Personal information
- Full name: Jan Gualtherus van Breda Kolff
- Date of birth: 18 January 1894
- Place of birth: Medan, Dutch East Indies
- Date of death: 6 February 1976 (aged 82)
- Place of death: West Chatham, United States
- Position: Forward

Senior career*
- Years: Team / Apps / (Gls)
- 1910–1915: HVV Den Haag

International career
- 1911–1913: Netherlands / 11 / (1)

Medal record
Men's football
Representing Netherlands
Summer Olympics
| Bronze medal – third place | 1912 Stockholm | Team competition |

= Jan van Breda Kolff (footballer) =

Dutch footballer

Jan Gualtherus van Breda Kolff (18 January 1894 – 6 February 1976) was a Dutch amateur football player.

==International career==
Van Breda Kolff made his debut in the Netherlands national team as a player of HVV Den Haag on 2 April 1911 at the age of 17, and (as of 2014) he still holds the record as the youngest player to have ever played for "Oranje". During his debut in a 3–1 win over Belgium he scored the second goal to give the Dutch a 2–0 lead.

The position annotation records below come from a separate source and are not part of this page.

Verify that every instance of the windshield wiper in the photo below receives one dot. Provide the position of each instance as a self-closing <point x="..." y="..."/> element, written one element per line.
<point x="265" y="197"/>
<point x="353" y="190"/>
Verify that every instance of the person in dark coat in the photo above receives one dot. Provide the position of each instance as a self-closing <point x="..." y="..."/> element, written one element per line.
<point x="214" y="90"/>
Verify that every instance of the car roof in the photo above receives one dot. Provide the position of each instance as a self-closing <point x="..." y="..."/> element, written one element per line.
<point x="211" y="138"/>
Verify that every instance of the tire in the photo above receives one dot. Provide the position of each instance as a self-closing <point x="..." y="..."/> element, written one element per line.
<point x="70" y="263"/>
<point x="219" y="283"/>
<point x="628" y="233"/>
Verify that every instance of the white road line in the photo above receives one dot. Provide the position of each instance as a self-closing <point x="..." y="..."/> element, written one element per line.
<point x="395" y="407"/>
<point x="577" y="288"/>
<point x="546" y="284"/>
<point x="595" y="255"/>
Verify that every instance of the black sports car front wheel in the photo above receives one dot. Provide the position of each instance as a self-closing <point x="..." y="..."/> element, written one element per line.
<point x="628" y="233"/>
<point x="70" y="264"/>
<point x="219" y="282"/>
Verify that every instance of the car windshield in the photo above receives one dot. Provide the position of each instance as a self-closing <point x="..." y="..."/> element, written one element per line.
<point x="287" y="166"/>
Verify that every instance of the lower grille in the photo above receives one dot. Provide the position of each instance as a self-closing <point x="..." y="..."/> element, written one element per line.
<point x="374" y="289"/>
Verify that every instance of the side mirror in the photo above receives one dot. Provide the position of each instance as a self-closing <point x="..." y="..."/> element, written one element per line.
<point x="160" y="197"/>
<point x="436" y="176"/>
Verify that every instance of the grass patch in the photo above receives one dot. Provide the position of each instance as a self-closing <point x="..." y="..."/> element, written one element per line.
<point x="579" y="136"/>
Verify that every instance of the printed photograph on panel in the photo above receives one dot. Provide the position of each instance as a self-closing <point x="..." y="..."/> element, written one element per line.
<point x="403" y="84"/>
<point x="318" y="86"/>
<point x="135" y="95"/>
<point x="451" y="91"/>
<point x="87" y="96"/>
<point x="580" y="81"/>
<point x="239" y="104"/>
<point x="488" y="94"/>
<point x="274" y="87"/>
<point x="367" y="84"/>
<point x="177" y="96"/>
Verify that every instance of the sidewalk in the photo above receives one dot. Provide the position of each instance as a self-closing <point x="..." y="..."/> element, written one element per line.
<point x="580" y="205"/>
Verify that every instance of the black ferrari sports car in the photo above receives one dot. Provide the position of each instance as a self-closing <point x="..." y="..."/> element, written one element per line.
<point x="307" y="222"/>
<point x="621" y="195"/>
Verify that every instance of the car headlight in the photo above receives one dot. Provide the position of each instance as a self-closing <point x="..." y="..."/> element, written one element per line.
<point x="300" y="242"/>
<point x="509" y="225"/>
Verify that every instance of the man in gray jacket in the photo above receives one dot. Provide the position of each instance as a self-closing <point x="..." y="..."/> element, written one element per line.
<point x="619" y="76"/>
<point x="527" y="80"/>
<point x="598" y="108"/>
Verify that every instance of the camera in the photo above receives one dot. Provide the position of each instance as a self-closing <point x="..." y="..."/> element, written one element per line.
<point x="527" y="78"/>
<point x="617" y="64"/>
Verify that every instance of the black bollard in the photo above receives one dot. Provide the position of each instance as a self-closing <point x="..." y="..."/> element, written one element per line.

This also by default made him the youngest goalscorer in the team's history. In total, he played 11 international matches, including four games at the 1912 Summer Olympics, where he won the bronze medal in a 9–0 win over Finland. The goal he scored in his international debut was the only goal he scored in his 11 caps.

==Personal life==
Van Breda Kolff emigrated to the United States in 1924 and later had a career as a stockbroker. His son Butch van Breda Kolff and grandson Jan van Breda Kolff both were American professional basketball players who later became coaches.